Samus Aran said: Metroid is its own genre. No one but you considers it a platformer. None of the games even have tricky platforming elements. The main elements are exploration, isolation, power-ups and shooting. |
Stop making stuff up. Metroid didn't create its own genre, it created its own sub-genre. A subgenre of platformer. Do you even know what the subgenre Metroidvania is actually called? Its real title? Platform Adventure.
It doesn't matter if you personally don't consider the plaftorming challenging. Its there, its abundant, it's integrated into every facet of the games from the level design to the level progression to the enemy and boss design, and its mandatory to beat the game. The power ups are mostly platforming power ups. Morph Ball, Space Jump, Screw Attack, Gravity Suit, Ice Beam, Shine Spark, Bombs, High Jump Boots, Speed Booster, Grappling Beam, Spring Ball and on and on are all power ups designed to complicate and enhance the platforming. Platforming in Metroid is an exponencially more complicated affair in Metroid than it was ever meant to be in Mario because Samus has more tools for platforming than Mario was ever intended to have or will ever have.
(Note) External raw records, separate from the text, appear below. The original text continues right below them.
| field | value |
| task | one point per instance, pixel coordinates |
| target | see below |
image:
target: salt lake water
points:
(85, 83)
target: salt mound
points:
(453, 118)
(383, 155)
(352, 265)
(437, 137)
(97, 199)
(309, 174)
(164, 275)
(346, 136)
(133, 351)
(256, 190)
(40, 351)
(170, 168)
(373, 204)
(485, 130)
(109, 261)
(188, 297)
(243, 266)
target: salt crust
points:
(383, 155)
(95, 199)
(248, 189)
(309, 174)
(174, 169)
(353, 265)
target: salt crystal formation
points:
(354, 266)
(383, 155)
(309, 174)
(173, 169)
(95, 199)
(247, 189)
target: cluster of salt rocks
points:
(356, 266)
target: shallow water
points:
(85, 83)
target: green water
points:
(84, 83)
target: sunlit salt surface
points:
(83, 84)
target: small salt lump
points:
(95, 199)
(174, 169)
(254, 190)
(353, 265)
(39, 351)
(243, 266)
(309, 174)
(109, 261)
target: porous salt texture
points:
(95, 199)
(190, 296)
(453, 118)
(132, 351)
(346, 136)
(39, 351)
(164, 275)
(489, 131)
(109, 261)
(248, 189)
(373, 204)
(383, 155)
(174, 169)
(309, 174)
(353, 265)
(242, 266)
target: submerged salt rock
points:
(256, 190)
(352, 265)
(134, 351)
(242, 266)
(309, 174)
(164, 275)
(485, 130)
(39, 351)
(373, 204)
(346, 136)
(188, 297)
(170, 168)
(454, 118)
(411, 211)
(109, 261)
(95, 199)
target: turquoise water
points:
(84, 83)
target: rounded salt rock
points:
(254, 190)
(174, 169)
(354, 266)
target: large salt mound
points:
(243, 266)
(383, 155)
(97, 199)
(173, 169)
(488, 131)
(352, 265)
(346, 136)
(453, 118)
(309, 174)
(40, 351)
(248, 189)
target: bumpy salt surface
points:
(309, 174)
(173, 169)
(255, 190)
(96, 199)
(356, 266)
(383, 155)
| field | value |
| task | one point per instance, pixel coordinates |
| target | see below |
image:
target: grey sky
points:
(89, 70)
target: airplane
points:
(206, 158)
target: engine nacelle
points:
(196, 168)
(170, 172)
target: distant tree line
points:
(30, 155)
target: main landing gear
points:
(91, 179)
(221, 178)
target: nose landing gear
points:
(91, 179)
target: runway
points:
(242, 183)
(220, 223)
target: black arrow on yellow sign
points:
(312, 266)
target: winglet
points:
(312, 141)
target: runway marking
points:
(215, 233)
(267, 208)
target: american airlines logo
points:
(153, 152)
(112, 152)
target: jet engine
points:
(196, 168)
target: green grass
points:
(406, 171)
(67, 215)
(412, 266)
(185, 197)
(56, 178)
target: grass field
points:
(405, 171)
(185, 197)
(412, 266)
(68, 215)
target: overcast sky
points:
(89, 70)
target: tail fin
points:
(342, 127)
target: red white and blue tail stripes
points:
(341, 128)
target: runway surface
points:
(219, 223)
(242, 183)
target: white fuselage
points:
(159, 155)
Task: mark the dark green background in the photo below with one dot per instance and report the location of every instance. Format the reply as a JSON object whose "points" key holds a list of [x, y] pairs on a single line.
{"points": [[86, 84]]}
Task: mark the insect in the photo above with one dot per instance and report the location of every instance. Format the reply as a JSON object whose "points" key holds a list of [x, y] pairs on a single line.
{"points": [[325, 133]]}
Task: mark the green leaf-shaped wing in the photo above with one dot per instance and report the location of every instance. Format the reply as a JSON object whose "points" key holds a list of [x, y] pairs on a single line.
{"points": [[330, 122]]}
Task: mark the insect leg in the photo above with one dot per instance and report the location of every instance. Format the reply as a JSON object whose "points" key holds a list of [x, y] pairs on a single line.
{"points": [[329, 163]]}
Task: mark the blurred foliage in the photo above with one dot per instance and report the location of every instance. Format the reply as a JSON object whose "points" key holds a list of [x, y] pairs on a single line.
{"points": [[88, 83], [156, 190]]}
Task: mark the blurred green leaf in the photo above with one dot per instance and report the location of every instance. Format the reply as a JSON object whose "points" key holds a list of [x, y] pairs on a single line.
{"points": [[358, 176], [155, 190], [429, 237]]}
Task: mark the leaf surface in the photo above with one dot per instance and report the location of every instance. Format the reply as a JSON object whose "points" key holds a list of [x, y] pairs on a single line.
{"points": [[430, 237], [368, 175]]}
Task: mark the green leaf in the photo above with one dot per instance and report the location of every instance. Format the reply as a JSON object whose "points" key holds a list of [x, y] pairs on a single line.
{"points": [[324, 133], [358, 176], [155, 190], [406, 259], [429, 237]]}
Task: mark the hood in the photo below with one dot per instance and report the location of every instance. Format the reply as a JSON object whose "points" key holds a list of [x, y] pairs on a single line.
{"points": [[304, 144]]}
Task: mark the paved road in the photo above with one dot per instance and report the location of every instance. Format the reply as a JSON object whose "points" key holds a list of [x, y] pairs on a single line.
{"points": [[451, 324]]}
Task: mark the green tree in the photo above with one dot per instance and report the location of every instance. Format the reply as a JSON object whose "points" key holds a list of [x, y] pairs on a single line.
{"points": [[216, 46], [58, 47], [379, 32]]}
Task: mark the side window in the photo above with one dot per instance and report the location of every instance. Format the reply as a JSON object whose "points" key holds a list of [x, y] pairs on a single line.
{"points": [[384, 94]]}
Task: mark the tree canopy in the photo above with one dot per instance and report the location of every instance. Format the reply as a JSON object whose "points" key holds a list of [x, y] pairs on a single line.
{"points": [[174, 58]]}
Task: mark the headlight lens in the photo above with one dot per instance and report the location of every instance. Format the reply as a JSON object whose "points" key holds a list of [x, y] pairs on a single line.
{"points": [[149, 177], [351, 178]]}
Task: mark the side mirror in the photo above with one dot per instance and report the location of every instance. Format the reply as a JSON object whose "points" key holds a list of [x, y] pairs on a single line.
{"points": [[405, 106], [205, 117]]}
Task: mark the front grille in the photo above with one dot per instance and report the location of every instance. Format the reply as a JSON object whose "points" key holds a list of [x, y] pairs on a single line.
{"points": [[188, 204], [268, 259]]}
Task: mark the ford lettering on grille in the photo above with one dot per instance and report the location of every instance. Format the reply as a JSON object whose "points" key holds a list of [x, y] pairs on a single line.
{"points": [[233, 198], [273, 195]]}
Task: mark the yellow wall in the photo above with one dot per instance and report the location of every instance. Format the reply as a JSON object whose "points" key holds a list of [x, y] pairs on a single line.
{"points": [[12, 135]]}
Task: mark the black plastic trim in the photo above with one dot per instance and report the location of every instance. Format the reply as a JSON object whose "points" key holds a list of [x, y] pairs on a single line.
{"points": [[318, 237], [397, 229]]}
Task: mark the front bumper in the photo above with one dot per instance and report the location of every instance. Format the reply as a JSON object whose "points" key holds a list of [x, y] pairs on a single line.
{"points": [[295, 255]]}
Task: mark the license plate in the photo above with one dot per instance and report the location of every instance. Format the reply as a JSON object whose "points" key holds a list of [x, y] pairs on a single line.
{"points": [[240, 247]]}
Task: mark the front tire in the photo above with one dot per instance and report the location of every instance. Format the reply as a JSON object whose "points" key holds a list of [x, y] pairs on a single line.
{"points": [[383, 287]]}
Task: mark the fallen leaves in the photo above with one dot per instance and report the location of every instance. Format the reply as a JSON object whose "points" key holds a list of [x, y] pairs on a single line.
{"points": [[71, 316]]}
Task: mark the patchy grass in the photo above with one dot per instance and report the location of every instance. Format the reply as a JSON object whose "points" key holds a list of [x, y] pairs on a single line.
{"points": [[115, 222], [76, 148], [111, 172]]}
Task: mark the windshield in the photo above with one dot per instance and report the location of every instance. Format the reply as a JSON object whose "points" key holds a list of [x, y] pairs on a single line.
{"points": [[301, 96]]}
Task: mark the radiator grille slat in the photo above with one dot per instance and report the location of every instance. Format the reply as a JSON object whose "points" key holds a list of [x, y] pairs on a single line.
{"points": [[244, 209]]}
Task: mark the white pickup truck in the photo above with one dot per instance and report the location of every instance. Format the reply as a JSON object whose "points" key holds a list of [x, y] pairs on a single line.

It's not "no one but me" who considers Metroid a platformer, and anyone who thinks otherwise is flat out incorrect. Just because Prime was bad at it doesn't erase platforming from the franchise. It is the franchise. It's literally the only reason it exists. To combine the linear and platforming elements of Super Mario with the action and exploration elements of Zelda. That's literally the genesis for the franchise. To make a game that fits in the middle between the two.
You don't have to like it, but you have to accept it. Metroid is a platforming franchise. Not every platformer has to have bottomless pits to be considered a platfromer.